A three-judge federal appeals court on Wednesday allowed the Department of Justice (DOJ) to resume the review of documents marked as classified that the FBI seized during the raid in former President Trump’s home as part of the investigation of his potential mishandling of the information.
DOJ is weighing in its investigation on whether to bring criminal charges against Trump that involve possible violations of several federal statutes, including the Espionage Act.
The United States Court of Appeals for the 11th Circuit’s judges – two appointed by Trump and one appointed by former President Obama- also agreed in its strongly worded 29-page decision that Trump’s lawyers need not review the classified documents that the FBI took.
They, however, allowed in their opinion for the Special Master recently appointed by a federal judge in Florida to continue his review simultaneously.
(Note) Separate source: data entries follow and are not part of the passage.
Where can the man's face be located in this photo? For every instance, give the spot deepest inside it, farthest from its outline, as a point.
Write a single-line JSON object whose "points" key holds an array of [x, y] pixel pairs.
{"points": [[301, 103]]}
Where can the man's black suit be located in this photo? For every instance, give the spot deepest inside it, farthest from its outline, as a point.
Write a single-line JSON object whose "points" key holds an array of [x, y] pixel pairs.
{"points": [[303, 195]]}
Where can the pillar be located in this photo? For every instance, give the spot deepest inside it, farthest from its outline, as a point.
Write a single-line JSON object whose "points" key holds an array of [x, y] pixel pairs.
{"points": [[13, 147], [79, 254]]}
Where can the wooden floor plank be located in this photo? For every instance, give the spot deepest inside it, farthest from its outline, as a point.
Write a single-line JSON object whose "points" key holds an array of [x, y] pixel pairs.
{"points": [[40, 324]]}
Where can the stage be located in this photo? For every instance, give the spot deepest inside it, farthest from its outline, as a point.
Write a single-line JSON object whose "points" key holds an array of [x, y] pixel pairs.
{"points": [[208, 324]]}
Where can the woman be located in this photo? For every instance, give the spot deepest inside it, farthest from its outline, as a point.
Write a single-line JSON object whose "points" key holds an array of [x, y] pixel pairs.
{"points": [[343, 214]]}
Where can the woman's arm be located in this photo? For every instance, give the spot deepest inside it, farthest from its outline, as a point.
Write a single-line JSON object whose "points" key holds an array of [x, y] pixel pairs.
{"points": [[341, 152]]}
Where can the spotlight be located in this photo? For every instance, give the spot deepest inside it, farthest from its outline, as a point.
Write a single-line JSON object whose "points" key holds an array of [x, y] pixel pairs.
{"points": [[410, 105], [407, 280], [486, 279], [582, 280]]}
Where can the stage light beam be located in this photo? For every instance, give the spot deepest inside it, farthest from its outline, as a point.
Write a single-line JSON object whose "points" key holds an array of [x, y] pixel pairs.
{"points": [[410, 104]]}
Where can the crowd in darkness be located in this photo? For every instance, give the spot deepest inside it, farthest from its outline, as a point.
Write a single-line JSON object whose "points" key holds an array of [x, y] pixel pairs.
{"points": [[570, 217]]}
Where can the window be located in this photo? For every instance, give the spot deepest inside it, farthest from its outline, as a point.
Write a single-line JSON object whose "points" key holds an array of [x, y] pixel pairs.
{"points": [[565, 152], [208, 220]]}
As per their opinion, there’s no evidence that Trump even declassified the documents while in office, as he has suggested on social media, and could find no personal interest for Trump in documents marked classified.
The panel also wrote that the declassification argument is a red herring, at least for these purposes, because declassifying an official document would not change its content or render it personal.
This decision is blocking the lower court’s order that had strictly limited the investigation into Trump’s handling of sensitive government materials. DOJ’s investigators have been temporarily barred by US District Judge Aileen Cannon from using the documents.
Justice Department officials appealed Judge Cannon’s ruling on Friday, saying in a court motion that denying prosecutors immediate access to the highly sensitive documents taken from Trump’s estate would delay their investigation at a heightened risk to national security.
Although they also appealed the Special Master’s appointment, they eventually supported Judge Raymond Dearie, one of the Trump team’s candidates for the position, to serve the role.